HINT:  In a moment you should be able to reconnect to the database and
repeat your command.
LOG:  all server processes terminated; reinitializing
LOG:  database system was interrupted at 2004-08-31 07:13:31 MEST
LOG:  checkpoint record is at 6E/13A916C
LOG:  redo record is at 6E/13A916C; undo record is at 0/0; shutdown FALSE
LOG:  next transaction ID: 173895; next OID: 243689524
LOG:  database system was not properly shut down; automatic recovery in
progress
LOG:  record with zero length at 6E/13A91AC
LOG:  redo is not required
LOG:  recycled transaction log file "0000006E00000000"
LOG:  database system is ready



Re: DB failure?

From
Martijn van Oosterhout
Date:
Time to test your memory and harddisk....

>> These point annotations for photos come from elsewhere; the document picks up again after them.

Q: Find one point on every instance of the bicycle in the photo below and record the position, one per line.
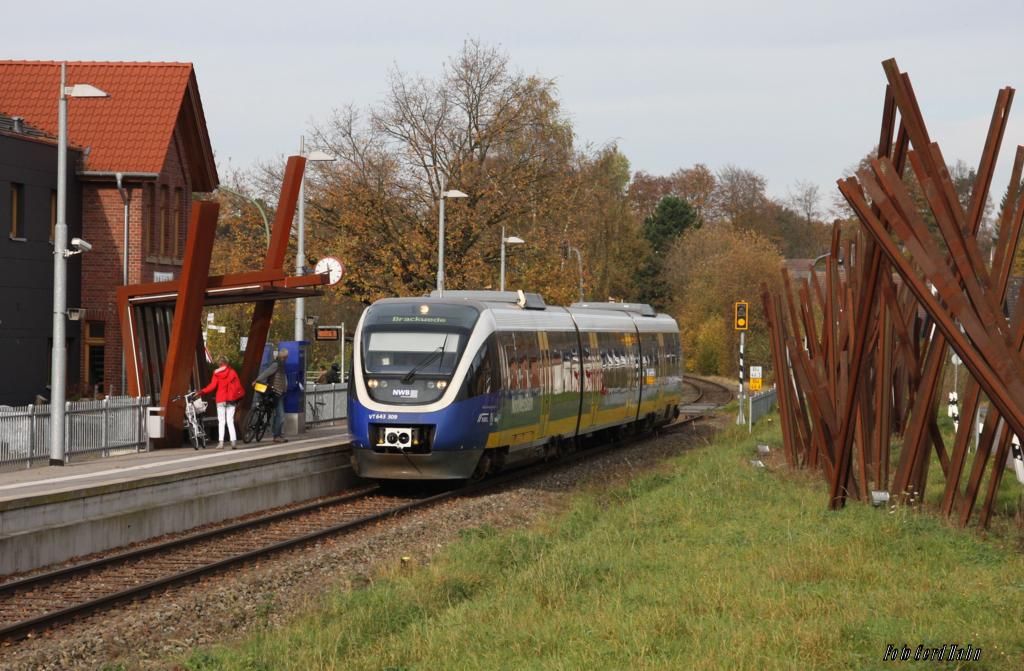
(195, 407)
(314, 409)
(260, 414)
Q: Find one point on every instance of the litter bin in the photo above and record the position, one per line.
(295, 397)
(155, 423)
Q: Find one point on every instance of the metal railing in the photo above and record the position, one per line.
(760, 405)
(112, 426)
(326, 403)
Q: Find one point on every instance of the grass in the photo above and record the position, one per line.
(709, 563)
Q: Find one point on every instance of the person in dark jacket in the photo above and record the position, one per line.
(228, 391)
(274, 376)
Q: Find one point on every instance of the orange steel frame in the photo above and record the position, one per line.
(196, 288)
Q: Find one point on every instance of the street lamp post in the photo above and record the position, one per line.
(58, 357)
(440, 233)
(300, 253)
(510, 241)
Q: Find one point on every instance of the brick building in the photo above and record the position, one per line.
(145, 152)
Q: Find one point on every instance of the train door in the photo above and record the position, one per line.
(545, 391)
(593, 382)
(631, 378)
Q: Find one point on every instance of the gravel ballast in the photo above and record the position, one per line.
(157, 632)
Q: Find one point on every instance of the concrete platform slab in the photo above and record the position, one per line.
(54, 513)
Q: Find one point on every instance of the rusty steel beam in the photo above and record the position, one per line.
(187, 317)
(1010, 227)
(997, 389)
(259, 327)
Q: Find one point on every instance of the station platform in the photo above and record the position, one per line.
(54, 513)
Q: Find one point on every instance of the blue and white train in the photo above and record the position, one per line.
(463, 385)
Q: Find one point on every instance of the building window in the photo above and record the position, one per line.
(151, 220)
(95, 349)
(53, 214)
(165, 222)
(178, 225)
(16, 211)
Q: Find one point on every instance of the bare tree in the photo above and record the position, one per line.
(804, 197)
(740, 196)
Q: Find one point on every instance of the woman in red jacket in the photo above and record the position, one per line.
(225, 382)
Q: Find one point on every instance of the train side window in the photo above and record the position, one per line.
(482, 376)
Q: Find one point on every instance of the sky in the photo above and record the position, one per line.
(792, 90)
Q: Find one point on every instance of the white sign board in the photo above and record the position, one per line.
(332, 267)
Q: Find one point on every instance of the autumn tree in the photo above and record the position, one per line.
(698, 186)
(671, 217)
(496, 134)
(740, 196)
(707, 270)
(804, 197)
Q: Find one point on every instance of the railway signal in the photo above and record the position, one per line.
(740, 321)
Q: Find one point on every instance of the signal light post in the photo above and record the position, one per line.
(740, 322)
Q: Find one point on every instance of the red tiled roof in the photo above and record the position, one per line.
(131, 130)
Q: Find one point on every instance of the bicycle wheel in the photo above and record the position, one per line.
(264, 421)
(194, 436)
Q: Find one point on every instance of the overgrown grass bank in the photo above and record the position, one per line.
(710, 564)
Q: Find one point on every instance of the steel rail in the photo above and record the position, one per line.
(26, 628)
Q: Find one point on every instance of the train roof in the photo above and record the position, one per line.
(517, 309)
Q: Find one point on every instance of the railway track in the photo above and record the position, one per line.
(39, 602)
(708, 395)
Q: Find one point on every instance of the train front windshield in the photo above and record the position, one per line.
(412, 351)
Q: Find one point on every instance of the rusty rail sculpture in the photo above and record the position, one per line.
(899, 293)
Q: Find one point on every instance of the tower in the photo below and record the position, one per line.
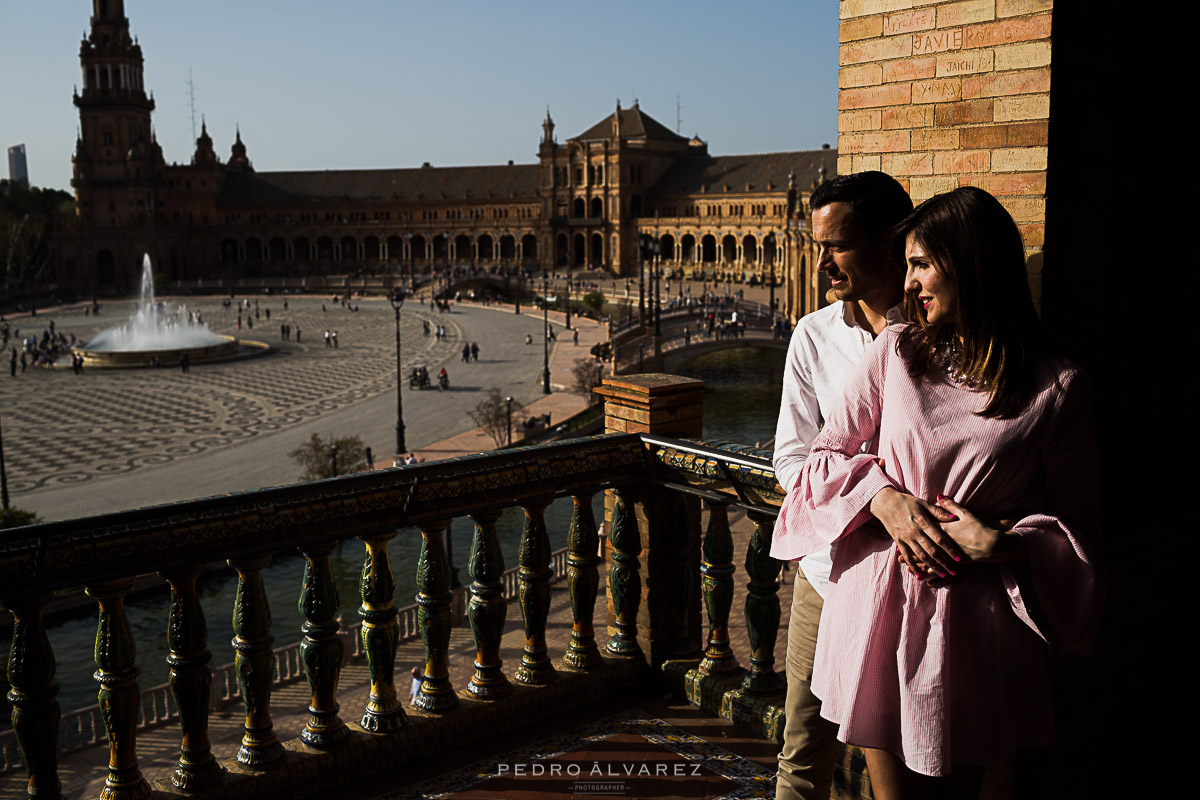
(115, 157)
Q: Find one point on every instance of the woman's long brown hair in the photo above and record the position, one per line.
(973, 242)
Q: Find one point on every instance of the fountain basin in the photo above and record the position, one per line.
(226, 350)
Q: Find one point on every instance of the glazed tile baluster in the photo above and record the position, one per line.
(487, 608)
(433, 618)
(253, 662)
(582, 557)
(381, 631)
(117, 672)
(321, 650)
(191, 680)
(534, 573)
(718, 587)
(623, 577)
(679, 529)
(33, 692)
(762, 609)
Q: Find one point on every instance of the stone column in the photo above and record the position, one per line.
(669, 525)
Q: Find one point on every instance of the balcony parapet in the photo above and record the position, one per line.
(661, 576)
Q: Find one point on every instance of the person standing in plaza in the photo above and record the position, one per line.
(852, 217)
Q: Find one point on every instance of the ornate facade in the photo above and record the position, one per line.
(585, 203)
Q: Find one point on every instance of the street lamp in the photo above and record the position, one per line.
(658, 293)
(516, 295)
(397, 299)
(508, 402)
(545, 336)
(4, 475)
(568, 294)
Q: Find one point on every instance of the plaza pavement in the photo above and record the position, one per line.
(107, 440)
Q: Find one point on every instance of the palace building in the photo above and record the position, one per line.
(585, 203)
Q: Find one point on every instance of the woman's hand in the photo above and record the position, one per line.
(917, 528)
(981, 541)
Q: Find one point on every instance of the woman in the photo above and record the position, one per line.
(965, 419)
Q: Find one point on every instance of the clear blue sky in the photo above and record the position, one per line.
(378, 83)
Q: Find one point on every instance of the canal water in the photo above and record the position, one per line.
(747, 388)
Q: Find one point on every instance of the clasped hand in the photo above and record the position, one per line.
(935, 540)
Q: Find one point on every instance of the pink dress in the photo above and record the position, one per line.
(954, 674)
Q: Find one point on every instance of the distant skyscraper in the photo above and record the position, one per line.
(18, 173)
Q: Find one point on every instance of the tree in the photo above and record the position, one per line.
(492, 415)
(29, 218)
(316, 456)
(588, 373)
(594, 301)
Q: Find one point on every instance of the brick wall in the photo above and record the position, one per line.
(945, 94)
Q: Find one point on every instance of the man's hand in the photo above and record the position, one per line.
(916, 527)
(982, 542)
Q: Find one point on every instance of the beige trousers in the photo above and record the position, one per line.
(810, 741)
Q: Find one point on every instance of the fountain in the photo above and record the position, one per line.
(155, 330)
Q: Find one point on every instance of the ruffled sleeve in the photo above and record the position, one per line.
(838, 480)
(1059, 593)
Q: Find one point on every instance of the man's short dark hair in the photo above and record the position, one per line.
(876, 200)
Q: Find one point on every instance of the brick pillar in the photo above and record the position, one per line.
(669, 405)
(669, 617)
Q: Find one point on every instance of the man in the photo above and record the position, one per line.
(852, 216)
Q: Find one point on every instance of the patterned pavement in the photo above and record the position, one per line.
(64, 429)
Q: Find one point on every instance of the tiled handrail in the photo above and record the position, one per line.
(85, 727)
(105, 553)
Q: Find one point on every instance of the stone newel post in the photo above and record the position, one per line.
(661, 596)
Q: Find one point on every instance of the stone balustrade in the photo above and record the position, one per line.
(660, 573)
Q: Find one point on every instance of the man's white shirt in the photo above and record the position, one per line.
(822, 356)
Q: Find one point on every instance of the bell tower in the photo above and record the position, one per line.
(115, 155)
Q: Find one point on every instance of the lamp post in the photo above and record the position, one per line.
(397, 299)
(658, 293)
(4, 475)
(545, 336)
(772, 295)
(516, 295)
(641, 281)
(568, 295)
(508, 403)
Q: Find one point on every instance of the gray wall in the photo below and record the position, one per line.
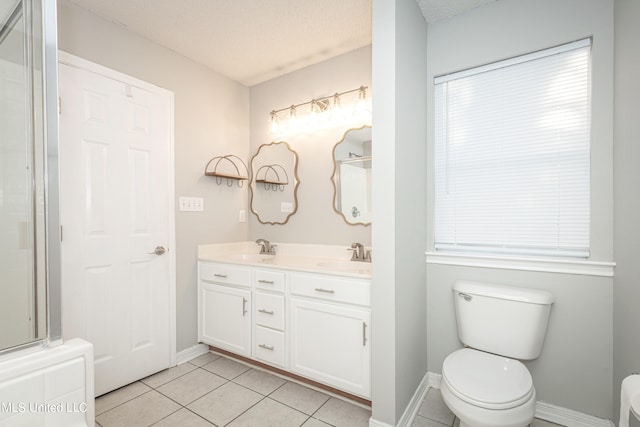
(575, 368)
(211, 119)
(399, 140)
(626, 295)
(315, 221)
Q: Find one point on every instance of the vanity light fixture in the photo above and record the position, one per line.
(349, 107)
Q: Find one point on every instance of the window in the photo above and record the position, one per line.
(512, 155)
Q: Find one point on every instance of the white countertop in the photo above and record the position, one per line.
(325, 259)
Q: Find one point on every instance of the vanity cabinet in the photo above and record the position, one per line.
(329, 338)
(311, 324)
(224, 306)
(269, 343)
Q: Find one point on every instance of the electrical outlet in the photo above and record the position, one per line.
(191, 204)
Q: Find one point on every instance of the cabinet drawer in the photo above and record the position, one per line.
(269, 310)
(225, 273)
(269, 280)
(269, 346)
(332, 288)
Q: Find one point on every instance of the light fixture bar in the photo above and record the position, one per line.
(320, 102)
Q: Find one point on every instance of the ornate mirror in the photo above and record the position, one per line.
(352, 176)
(274, 183)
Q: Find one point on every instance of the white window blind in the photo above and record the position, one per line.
(512, 155)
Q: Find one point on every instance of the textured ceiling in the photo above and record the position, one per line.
(252, 41)
(436, 10)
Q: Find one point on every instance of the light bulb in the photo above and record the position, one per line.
(275, 126)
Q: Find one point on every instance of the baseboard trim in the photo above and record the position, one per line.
(548, 412)
(376, 423)
(567, 417)
(412, 408)
(191, 353)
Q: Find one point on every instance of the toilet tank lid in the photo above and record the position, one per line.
(527, 295)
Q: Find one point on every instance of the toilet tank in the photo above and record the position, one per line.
(504, 320)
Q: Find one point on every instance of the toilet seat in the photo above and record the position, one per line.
(487, 380)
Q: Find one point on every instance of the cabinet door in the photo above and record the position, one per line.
(225, 318)
(330, 344)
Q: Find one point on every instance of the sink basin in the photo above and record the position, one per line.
(347, 266)
(251, 257)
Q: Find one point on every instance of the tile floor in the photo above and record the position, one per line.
(213, 390)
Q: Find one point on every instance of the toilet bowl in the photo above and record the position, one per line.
(485, 384)
(485, 390)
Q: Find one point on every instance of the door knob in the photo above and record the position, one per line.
(158, 251)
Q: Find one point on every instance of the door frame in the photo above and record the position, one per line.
(83, 64)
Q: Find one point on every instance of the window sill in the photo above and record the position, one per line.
(586, 268)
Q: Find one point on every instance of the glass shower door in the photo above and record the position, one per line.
(22, 299)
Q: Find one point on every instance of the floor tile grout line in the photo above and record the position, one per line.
(166, 382)
(199, 397)
(168, 415)
(126, 401)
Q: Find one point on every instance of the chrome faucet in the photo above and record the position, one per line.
(359, 254)
(266, 247)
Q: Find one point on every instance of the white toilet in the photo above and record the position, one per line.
(484, 385)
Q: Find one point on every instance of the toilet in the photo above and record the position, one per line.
(485, 384)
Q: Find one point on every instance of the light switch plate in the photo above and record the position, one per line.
(191, 204)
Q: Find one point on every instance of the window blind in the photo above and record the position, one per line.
(512, 155)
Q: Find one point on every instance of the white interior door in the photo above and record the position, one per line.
(116, 167)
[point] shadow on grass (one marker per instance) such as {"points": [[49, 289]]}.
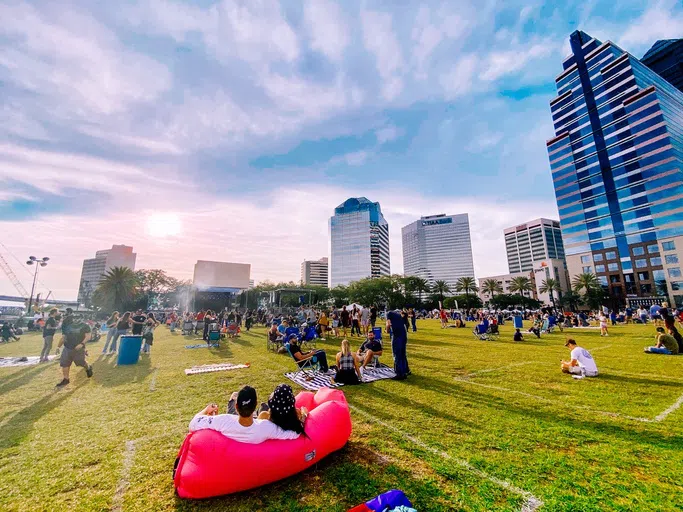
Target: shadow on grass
{"points": [[22, 377], [20, 425]]}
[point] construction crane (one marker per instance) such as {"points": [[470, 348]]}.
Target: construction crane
{"points": [[13, 277]]}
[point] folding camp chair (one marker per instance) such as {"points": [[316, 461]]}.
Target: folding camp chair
{"points": [[306, 367]]}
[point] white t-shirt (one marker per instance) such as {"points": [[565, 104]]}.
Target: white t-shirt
{"points": [[584, 358], [229, 426]]}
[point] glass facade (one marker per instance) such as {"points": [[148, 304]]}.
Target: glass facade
{"points": [[359, 242], [534, 241], [438, 247], [615, 159]]}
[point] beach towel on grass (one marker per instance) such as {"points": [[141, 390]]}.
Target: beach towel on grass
{"points": [[209, 368], [325, 380]]}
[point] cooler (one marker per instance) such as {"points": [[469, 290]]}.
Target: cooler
{"points": [[129, 350]]}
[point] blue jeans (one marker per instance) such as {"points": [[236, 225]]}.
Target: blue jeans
{"points": [[660, 350]]}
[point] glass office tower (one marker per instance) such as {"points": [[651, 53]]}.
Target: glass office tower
{"points": [[359, 242], [437, 248], [616, 166]]}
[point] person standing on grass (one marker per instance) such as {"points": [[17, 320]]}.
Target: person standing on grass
{"points": [[666, 344], [111, 329], [74, 349], [399, 342], [581, 361], [49, 331]]}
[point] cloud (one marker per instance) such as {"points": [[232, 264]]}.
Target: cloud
{"points": [[659, 21], [327, 28]]}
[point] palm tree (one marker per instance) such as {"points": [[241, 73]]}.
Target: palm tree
{"points": [[117, 288], [441, 288], [491, 286], [585, 282], [521, 285], [467, 285], [550, 286]]}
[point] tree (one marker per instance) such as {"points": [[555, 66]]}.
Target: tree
{"points": [[550, 286], [521, 285], [116, 290], [586, 282], [440, 289], [491, 286]]}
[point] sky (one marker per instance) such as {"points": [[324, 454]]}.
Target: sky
{"points": [[230, 130]]}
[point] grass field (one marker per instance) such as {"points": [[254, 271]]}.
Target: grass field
{"points": [[478, 426]]}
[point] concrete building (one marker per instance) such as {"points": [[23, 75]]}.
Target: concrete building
{"points": [[532, 242], [359, 242], [617, 166], [438, 247], [314, 272], [94, 268]]}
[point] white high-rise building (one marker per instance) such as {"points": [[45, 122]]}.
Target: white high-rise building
{"points": [[532, 242], [359, 242], [95, 268], [314, 272], [438, 248]]}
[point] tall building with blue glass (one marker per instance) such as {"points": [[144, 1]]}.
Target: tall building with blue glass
{"points": [[617, 168], [359, 242]]}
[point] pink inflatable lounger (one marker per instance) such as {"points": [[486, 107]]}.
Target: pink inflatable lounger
{"points": [[210, 464]]}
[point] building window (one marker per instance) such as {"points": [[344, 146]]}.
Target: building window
{"points": [[641, 263], [671, 259]]}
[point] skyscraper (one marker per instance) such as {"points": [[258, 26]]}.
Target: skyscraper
{"points": [[314, 272], [438, 247], [537, 240], [94, 268], [616, 162], [359, 242]]}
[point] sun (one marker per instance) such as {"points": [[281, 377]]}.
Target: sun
{"points": [[163, 225]]}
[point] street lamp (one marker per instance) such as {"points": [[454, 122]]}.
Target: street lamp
{"points": [[38, 263]]}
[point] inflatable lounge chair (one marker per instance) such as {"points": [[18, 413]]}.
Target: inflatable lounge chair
{"points": [[210, 464]]}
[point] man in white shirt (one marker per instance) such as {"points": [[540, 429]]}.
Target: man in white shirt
{"points": [[241, 427], [581, 363]]}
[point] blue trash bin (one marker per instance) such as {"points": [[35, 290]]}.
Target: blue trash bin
{"points": [[129, 350]]}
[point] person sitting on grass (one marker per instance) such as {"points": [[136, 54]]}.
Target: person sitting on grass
{"points": [[368, 350], [581, 362], [239, 424], [347, 366], [317, 356], [74, 349], [666, 344]]}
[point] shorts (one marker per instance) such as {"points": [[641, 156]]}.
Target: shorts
{"points": [[70, 355], [577, 370]]}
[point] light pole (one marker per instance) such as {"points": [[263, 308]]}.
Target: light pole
{"points": [[39, 263]]}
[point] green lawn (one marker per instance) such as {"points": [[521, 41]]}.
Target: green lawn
{"points": [[478, 426]]}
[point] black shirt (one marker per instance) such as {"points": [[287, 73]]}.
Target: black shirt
{"points": [[137, 328], [50, 327], [76, 334]]}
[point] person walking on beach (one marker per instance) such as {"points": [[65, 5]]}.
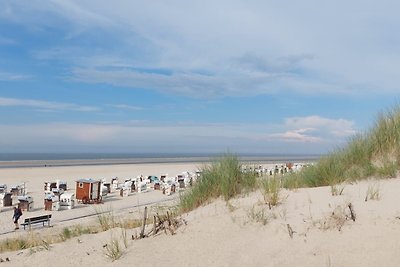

On Tue, Aug 31, 2004 at 12:24:53AM -0500, Wes wrote:
> On 8/30/04 11:07 PM, "Wes Palmer" <wespvp@syntegra.com> wrote:
>
> > db=> select count(*) from messages;
> > ERROR:  could not access status of transaction 859000513
> > DETAIL:  could not open file "/db/pgsql/data/pg_clog/0333": No such file or
> > directory
> >
> > db=> select count(*) from message_recipients;
> > ERROR:  invalid page header in block 1238604 of relation
> > "message_recipients"
>
> Uh, oh..  This would appear to be a big problem...  I just tried to do a
> pg_dumpall.  The server SEGV'd around a Gig into the pg_dumpall:
>
> LOG:  server process (PID 12541) was terminated by signal 11
> LOG:  terminating any other active server processes
> WARNING:  terminating connection because of crash of another server process
> DETAIL:  The postmaster has commanded this server process to roll back the
> current transaction and exit, because another server process exited
> abnormally and possibly corrupted shared memory.
> HINT:  In a moment you should be able to reconnect to the database and
> repeat your command.
> LOG:  all server processes terminated; reinitializing
> LOG:  database system was interrupted at 2004-08-31 07:13:31 MEST
> LOG:  checkpoint record is at 6E/13A916C
> LOG:  redo record is at 6E/13A916C; undo record is at 0/0; shutdown FALSE
> LOG:  next transaction ID: 173895; next OID: 243689524
> LOG:  database system was not properly shut down; automatic recovery in
> progress
> LOG:  record with zero length at 6E/13A91AC
> LOG:  redo is not required
> LOG:  recycled transaction log file "0000006E00000000"
> LOG:  database system is ready
>
>
>
> ---------------------------(end of broadcast)---------------------------
> TIP 8: explain analyze is your friend

--
Martijn van Oosterhout   <kleptog@svana.org>   http://svana.org/kleptog/
> Patent. n. Genius is 5% inspiration and 95% perspiration. A patent is a
> tool for doing 5% of the work and then sitting around waiting for someone
> else to do the other 95% so you can sue them.

Attachment

Re: DB failure?

From
Chester Kustarz
Date:
On Mon, 30 Aug 2004, Wes Palmer wrote:
> PostgreSQL: 7.4.1
>
> Last week, I had a corrupt index on one table with 2 million rows.  On a
> specific search, the database would SEGV.  I dropped and recreated the index
> involved in the search, and did a REINDEX on the primary key.  That problem
> went away.
>
> Now I'm seeing:
>
> db=> select count(*) from messages;
> ERROR:  could not access status of transaction 859000513
> DETAIL:  could not open file "/db/pgsql/data/pg_clog/0333": No such file or
> directory

I saw the above 2 types of errors (transaction status, segv) yesterday on
a box that turned out to have issues writing files correctly to disk. I
wrote a tool to write a large file to disk and then reopened the file
to read/verify the contents and it would fail every so often (like 1-5% of
the time.) What puzzles me is that the machine would work at all with an
issue like that. Turning on/off the battery backed cache had no effect.

The machine has ECC memory, but I tested that as well but it turned up
nothing. I am using PostgreSQL 7.4.1.